Student Spotlight: Fiona Mathews '26

In this spotlight, the department speaks with Fiona Mathews about her senior thesis.

In this spotlight, the department speaks with Fiona Mathews about her senior thesis.

"In my thesis, I explore intersecting anxieties around medieval bodies and medieval genders, investigating shifting twelfth-century attitudes towards the gender binary. I am curious, specifically, about the tension that arises around violating the body as a whole, a practice that could sometimes have salvific implications—as through martyrdom or the adoration of relics—and in other instances led to intense shame and alienation—as through castration of religious figures. Throughout, the questions I return to are: What constituted a whole body, and what constituted a holy body? How did the people of the medieval era come to know not only this body as a concept, but also their own corporeal bodies—as gendered, as performed, as capable of pain?

My sources range from collections of canon law to satirical lay poems, from visceral martyrdom accounts to searing condemnations of monastic practices. Throughout my research, I have delighted in diving into digitized sources on BruKnow, print collections on the shelves of the Rock, and the medieval manuscripts housed at the Hay.

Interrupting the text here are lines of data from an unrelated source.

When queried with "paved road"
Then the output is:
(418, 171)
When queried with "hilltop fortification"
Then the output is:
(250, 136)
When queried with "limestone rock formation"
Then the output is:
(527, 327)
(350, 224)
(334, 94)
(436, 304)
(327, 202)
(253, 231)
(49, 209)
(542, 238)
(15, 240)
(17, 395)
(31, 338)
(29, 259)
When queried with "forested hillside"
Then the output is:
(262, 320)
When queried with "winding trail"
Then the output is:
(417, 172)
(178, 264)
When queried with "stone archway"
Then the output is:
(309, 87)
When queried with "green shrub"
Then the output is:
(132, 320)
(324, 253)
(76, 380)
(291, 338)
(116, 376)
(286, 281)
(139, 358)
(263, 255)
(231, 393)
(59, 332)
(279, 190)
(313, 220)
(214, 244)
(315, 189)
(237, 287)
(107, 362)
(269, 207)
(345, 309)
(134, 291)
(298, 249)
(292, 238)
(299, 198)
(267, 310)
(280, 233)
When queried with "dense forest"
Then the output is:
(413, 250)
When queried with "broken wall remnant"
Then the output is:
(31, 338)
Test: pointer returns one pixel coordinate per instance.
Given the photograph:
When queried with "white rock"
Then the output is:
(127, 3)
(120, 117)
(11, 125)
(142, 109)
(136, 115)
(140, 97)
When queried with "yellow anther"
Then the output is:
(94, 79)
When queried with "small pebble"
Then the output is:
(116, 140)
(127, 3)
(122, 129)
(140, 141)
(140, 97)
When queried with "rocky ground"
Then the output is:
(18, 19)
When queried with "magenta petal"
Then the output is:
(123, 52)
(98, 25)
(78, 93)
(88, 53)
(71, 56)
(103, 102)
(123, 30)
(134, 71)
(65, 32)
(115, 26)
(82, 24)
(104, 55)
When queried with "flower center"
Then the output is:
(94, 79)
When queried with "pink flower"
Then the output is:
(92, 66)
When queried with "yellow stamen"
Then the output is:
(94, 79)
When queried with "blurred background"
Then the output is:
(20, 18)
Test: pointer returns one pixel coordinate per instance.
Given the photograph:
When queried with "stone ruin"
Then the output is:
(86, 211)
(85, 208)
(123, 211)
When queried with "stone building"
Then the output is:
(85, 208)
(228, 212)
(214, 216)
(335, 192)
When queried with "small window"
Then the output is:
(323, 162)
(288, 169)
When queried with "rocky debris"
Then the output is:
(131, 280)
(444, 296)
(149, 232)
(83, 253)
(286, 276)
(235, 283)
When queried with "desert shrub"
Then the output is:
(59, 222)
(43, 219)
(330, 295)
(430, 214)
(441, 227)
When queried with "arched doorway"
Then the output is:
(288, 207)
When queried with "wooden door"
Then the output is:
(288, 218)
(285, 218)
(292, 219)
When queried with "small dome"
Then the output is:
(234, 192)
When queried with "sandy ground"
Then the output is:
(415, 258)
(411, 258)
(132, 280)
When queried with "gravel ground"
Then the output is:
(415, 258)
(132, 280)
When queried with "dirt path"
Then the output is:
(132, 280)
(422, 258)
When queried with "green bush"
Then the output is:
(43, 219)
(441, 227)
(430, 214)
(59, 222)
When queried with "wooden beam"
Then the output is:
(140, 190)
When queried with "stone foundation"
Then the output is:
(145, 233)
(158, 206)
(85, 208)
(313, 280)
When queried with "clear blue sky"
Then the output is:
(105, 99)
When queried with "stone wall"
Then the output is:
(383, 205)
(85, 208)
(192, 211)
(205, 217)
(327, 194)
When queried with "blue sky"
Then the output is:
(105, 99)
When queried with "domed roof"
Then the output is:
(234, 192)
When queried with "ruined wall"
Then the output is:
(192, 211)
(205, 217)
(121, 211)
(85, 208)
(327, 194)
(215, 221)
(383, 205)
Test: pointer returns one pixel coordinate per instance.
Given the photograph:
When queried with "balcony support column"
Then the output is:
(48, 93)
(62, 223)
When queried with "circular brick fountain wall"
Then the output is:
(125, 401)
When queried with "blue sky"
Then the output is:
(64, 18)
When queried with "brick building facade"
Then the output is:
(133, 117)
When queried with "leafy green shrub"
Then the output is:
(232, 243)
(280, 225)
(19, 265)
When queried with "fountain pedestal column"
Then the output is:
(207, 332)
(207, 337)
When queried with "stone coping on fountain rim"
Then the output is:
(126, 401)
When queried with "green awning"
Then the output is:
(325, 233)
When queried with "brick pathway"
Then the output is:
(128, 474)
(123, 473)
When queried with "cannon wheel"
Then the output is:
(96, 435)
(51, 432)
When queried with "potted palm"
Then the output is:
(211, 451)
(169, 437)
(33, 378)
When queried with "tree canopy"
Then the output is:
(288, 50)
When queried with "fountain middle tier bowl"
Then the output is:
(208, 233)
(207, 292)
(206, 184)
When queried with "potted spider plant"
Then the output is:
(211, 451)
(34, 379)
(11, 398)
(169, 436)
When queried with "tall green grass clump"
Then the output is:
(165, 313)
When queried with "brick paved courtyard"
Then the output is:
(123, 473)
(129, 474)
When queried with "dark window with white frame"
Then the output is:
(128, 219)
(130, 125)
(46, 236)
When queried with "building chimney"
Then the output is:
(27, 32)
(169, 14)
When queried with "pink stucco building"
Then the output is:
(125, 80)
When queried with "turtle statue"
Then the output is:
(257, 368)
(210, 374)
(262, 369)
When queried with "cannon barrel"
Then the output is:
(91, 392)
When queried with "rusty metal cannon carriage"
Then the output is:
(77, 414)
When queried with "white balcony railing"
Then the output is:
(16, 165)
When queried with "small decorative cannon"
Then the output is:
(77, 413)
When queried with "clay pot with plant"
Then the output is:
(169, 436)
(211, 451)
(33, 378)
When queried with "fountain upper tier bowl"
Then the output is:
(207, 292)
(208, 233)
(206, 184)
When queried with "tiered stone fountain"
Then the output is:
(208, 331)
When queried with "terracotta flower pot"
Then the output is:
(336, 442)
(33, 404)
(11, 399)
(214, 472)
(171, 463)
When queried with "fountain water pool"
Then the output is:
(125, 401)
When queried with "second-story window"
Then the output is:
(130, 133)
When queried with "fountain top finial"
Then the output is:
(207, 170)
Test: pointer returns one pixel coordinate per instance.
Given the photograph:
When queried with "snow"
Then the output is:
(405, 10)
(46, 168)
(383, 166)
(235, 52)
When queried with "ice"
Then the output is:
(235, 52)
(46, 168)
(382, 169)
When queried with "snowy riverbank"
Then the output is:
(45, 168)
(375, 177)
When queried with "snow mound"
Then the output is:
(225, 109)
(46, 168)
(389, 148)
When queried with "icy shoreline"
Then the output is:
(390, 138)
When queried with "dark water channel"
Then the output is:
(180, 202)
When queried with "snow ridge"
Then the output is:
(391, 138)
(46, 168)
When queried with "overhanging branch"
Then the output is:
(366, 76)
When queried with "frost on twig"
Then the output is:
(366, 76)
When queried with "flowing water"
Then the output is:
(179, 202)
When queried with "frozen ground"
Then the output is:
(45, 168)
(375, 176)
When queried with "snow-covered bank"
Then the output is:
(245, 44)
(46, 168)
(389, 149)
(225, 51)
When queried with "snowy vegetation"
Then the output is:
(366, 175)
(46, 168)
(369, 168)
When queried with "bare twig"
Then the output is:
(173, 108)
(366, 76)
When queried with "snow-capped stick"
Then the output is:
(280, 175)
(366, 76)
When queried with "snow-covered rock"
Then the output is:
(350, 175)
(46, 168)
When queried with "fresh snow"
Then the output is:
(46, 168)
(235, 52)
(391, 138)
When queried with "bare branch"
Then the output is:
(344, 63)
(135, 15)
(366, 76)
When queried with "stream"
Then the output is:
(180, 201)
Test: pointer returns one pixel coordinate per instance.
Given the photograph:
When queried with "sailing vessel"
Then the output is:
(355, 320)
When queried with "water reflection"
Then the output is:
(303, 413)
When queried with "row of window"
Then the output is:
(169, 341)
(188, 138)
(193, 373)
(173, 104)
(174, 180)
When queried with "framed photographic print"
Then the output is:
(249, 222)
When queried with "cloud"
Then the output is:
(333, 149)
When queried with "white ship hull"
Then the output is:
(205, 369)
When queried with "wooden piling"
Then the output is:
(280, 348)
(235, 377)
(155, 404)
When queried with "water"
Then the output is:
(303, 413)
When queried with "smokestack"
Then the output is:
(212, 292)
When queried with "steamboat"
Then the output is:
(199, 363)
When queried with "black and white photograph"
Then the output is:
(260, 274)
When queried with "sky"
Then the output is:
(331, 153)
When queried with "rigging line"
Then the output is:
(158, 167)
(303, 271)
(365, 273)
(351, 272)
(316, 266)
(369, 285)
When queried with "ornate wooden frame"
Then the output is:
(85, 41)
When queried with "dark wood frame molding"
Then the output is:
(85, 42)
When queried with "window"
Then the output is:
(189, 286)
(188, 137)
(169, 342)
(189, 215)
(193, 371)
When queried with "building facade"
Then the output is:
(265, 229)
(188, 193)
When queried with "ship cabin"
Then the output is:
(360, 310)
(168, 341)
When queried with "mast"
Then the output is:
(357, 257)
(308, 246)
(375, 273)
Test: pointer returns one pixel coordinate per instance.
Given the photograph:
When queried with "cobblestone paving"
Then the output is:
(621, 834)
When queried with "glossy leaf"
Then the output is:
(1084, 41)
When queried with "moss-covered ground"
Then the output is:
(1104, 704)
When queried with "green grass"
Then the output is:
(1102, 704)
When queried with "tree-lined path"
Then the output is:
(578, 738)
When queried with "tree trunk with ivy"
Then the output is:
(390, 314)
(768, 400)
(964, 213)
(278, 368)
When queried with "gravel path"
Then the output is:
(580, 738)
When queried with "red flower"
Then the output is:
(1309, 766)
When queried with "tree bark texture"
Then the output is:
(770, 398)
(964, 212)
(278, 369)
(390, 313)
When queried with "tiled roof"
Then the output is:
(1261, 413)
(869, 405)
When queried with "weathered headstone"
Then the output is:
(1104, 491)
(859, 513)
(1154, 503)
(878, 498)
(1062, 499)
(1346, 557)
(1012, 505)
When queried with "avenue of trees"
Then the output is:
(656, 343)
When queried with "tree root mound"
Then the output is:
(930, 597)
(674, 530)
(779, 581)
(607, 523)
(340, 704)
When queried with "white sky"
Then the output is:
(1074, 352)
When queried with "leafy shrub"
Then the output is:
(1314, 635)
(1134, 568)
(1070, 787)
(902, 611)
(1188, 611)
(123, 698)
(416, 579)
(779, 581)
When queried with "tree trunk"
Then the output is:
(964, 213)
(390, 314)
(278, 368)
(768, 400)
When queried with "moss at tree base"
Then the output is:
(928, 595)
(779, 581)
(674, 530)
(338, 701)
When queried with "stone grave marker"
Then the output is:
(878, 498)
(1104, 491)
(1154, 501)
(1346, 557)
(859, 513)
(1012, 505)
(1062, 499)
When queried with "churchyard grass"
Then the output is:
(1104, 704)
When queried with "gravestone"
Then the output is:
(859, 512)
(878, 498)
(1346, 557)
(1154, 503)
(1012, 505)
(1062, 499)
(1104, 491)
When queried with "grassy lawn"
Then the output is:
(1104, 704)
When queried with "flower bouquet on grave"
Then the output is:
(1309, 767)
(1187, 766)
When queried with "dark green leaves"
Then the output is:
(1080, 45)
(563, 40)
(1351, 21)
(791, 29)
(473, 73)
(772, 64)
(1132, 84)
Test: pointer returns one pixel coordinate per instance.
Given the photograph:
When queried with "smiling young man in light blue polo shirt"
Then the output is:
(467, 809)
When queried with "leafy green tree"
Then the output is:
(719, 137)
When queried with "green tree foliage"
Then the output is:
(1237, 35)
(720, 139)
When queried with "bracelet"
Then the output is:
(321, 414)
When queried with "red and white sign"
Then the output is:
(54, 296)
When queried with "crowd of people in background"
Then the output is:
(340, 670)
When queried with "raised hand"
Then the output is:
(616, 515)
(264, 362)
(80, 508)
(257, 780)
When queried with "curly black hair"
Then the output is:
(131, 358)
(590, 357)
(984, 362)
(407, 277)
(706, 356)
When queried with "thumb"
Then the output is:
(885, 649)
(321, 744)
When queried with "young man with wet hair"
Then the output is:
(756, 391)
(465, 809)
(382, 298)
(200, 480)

As I look forward to the year ahead, I am excited to continue thinking about this question of what gendered a medieval body, and in the same vein, what made a medieval body genderless. Embracing the fragment as both my object of study and my method has helped me reckon with the unknowability of the premodern past, as well as the difficulty of recovering silenced voices from the archive. In its incompleteness, I see the fragment as an attempt—a reaching towards other people and other temporalities in an effort to hear them speak. I am excited to continue reaching towards these queer medieval voices and bodies throughout the thesis-writing process."